To illustrate this point, one need look no further than the Webster Dictionary. For example, in the early nineteenth century edition, a unicorn is simply described as     “an animal with one horn”.  In fact, the term was most often used during that time to describe a rhinoceros or rhino. Only in more modern editions are unicorns described as “mystical” or “mythical” animals. Even famed travelers from long ago, such as Marco Polo, mentioned seeing unicorns in their writings. But the descriptions given were not that of the now popularized mystical horse creature, but that of a buffalo or bull like creature, with the feet of an elephant, and a single large horn in the middle of their forehead. Sounds more like a rhino than a horse to me. The aforementioned Marco Polo described them as “very ugly brutes to look at.”

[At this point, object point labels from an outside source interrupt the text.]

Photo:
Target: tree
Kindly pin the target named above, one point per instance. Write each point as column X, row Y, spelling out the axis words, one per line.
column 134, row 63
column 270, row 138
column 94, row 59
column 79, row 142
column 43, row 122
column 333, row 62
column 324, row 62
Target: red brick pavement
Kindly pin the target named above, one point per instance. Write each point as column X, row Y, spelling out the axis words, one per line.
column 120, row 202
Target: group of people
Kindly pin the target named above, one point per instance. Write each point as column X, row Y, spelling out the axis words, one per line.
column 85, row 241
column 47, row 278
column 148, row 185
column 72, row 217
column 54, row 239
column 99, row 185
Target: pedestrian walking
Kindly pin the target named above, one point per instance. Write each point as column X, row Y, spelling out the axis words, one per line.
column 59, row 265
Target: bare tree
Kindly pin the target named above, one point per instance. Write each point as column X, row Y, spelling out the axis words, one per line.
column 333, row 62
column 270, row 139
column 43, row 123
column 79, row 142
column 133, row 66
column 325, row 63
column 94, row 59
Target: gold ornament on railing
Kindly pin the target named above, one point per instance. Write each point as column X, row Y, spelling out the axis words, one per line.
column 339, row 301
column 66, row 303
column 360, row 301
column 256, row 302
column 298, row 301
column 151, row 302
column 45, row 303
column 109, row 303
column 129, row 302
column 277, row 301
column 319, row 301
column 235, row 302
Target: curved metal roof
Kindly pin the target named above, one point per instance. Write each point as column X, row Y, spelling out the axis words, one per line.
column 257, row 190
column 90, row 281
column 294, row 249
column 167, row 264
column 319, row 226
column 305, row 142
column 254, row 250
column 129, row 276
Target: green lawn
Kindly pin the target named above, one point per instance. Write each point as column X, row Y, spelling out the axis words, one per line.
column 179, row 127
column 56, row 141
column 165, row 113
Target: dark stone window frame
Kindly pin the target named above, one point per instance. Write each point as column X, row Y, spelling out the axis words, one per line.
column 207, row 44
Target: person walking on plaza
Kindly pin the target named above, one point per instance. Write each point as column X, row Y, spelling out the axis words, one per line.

With that in mind, here are the facts on the biblical reference to unicorns. The actual Hebrew word is “reem”, which roughly means “a horned animal” or “cattle”. Therefore, when the King James Bible was produced in the early seventeenth century, the translators, without a clear-cut English translation, selected the word unicorn as the best translation for “a horned animal” which they viewed as referring to a single horned animal. Modern translators do not agree the word exclusively means a single horned animal but that “a horned animal” can simply mean an animal with horns, whether one or two. That is why modern English translations render the Hebrew word “reem” as “wild ox”. Therefore, while linguistic experts cannot conclusively say how many horns the biblical “reem” had, it’s clear that the animal in question was a powerful animal possessing one or two strong horns. In other words, it was NOT the fantastical and mythical flying horse-like creature popularized in art and modern films.

In conclusion, such cynical critics that mock the Bible for its reference to unicorns, are mischaracterizing the facts and perpetuating a falsehood.  Whether this is deliberate or simply ignorant on their part, God only knows. But I’ll give them the benefit of the doubt and just assume ignorance. The facts as discussed in this post are this, the Hebrew word “reem” was translated in older English as “unicorn”, but did NOT carry with it the modern mystical animal definition we think of today. In earlier times, a unicorn simply meant a single horned animal, such as a rhinoceros. Furthermore, modern linguist do not even believe the term “reem” means a “single horned animal,” and therefore render the term as “wild ox” in modern English translations. Those are the facts, to those at least to whom facts still matter.

Thank you for reading, I hope some may have found this post insightful.